From one vantage, this is not an especially controversial way to read literature; for decades, literary critics have evaluated how empirical reality is differentially represented in imaginative writing. But Piketty’s confidence in the ways literature can capture the empirical realities of the economic past shares much with the ideologies of behavioral economists like Dan Ariely and Tyler Cowen, who explain life events as disparate as house purchases, poetry readings, and food selection as decisions of taste and preference reducible to quantifiable forces of supply, demand, and price.

The tendency to explain social phenomena through economic models and quantification is not new, arguably dating back to Gary Becker, an innovator in the field of the economics of human behavior.

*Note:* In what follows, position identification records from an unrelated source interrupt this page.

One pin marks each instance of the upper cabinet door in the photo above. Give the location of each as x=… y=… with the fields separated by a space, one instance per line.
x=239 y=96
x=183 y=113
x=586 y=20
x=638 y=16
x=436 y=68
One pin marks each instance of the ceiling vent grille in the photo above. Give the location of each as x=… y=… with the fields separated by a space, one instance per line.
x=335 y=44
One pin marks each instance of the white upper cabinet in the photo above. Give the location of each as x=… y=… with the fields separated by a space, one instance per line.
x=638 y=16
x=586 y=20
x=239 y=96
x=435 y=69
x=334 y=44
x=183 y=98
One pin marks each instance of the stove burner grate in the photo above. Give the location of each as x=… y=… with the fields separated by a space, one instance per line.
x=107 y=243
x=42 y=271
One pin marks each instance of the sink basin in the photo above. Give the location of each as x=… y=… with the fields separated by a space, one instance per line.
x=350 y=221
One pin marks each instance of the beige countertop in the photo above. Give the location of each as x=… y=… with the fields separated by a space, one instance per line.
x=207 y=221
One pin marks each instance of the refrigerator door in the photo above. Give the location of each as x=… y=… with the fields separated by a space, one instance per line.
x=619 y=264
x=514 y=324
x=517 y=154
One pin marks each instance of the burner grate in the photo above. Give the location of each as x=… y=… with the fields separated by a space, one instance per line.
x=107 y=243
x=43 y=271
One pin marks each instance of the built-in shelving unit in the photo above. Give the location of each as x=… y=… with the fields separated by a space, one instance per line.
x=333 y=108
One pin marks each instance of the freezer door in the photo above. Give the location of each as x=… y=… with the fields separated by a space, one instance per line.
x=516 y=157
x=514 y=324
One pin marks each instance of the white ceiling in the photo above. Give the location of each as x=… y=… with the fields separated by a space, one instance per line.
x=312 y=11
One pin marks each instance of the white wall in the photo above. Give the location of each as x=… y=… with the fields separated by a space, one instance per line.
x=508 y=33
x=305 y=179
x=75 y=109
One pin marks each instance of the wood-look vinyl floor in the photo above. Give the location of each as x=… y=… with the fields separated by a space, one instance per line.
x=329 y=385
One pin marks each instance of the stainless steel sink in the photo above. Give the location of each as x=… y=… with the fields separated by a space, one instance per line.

As Becker writes in his 1975 paper on money and marriage, economists can use “economic theory … to explain behavior outside of the monetary market sector, and increasing numbers of noneconomists have been following their examples.” Becker describes marriage, for example, as a “scarce resource” in a market economy. Such scarcity has consequences for social organization, reproduction, and population growth, leading him to conclude that the marriage market demonstrates “compelling additional evidence on the unifying power of economic analysis.” Personal and socio-cultural choices have underlying economic dynamics, Becker concludes, whether individuals are aware of it or not.

Michel Foucault recognized the gravity of this shift toward economic analysis as a “unifying power.” Foucault referred explicitly to Becker in his 1970s lectures at the Collège de France as an origin of neoliberalism. He noted that the economic human being described in Becker’s research “appears precisely as someone manageable, someone who responds systematically to systematic modifications artificially introduced” so that he is “the correlate of a governmentality.” (Becker humorously responded to Foucault’s critique in 2012, claiming he “like[d] most of it and did not disagree with much.”)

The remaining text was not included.